Branch-and-bound search for polymorphism clades
A branch-and-bound like search method is implemented to minimize the entropy of the polymorphism state across clades. The search is independently performed per site per tree trunk and the site will be referred as site \(X\) in this section. The goal is to search for tree trunk nodes delimiting the sequences into such clade set \(\left\{{C}_{1}, {C}_{2}, \dots , {C}_{M}\right\}\) that the total entropy \(H=-\sum_{\mathrm{m}=1}^{M}\sum_{n}\mathrm{Pr}\left({S}_{m}^{n}\right)\times \mathrm{log}\left(\mathrm{Pr}\left({S}_{m}^{n}\right)\right)\) is minimized (Fig. 1B). Assume in clade \({C}_{m}\) there are \(N\left({C}_{m}\right)\) sequences in total and \(N\left({S}_{m}^{n}\right)\) sequences with polymorphism state \(n\) for site \(X\). Then the probability of drawing polymorphism state \(n\) in \({C}_{m}\) is \(Pr\left({S}_{m}^{n}\right)=N\left({S}_{m}^{n}\right)/N\left({C}_{m}\right)\). The search starts with initial entropy \({H}_{0}\) by treating all sequences on the tree trunk as a single clade delimited by the tree root and the terminal node. Then, the search branches to explore new clade sets through iterations to find the goal clade set with the minimum entropy \({H}_{\mathrm{min}}\).
A breadth-first searching strategy is used, meaning that all possible clade sets branched from the previous clade set are evaluated when proceeding with the search. All \(N({C}_{m})\) of a newly branched clade set is constrained to be greater than the predefined \({N}_{\mathrm{min}}\) otherwise it will become inactive in later iterations. For each iteration, all the newly branched and other active clade sets are compared to find the temporary best solution with the lowest \(H\) value. This is because \(H\) is not monotonically decreasing in the search towards the goal clade set. The search is terminated when the temporary best solution stays the best after a few iterations. It is set as the total number of nodes of the tree trunk by default and can be folded by user to elongate the search.
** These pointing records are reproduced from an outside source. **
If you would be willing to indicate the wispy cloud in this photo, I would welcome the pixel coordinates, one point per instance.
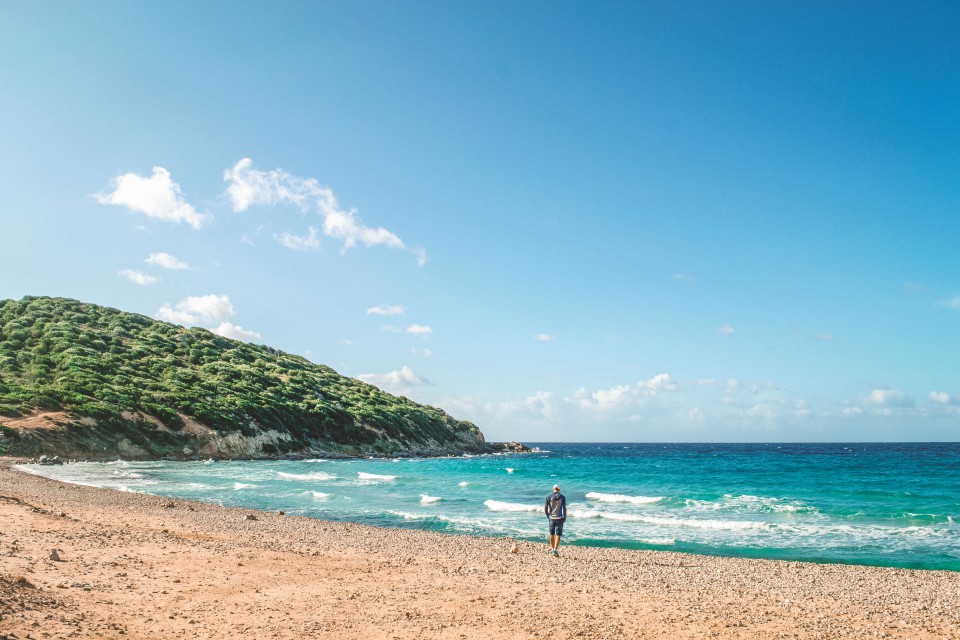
(941, 397)
(309, 242)
(157, 196)
(883, 397)
(235, 331)
(138, 277)
(166, 261)
(386, 310)
(211, 309)
(401, 380)
(624, 394)
(419, 330)
(248, 187)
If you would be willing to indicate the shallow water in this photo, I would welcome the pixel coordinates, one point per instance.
(879, 504)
Fixed and parallel mutation
The result can be further used to find fixed and parallel mutations in phylogenetic pathways (Fig. 2). Fixed mutation was found by comparing the dominant polymorphism state between adjacent clades (Fig. 2B), while parallel mutation was found when a variant was observed on multiple tree trunks (Fig. 2C). The performance (Fig. 3) of detecting fixed mutations is tested on an influenza A H3N2 antigenic drifting dataset [1]. For visualization, sitePath provides functions based on the R package ggtree [8]. As an example, a ZIKA virus dataset (see Additional file 1 for NCBI Accessions) is included in sitePath package. The result of its site 139 of the polyprotein, which was reported to be associated with enhanced virulence [2], is shown in Fig. 1C. Moreover, sitePath was used on SARS-CoV-2 to find fixed and parallel mutations, which were found to be potentially adaptive for the virus [9].
Computation time complexity
Tree trunk and clade identification approximately share the same algorithm time complexity of \(O\left(SL/{N}_{\mathrm{min}}\right)\), where \(S\) is the total number of sequences and \(L\) is the length of the sequence alignment. To save time, the sites that are completely conserved or have too many ambiguous characters or gaps are ignored.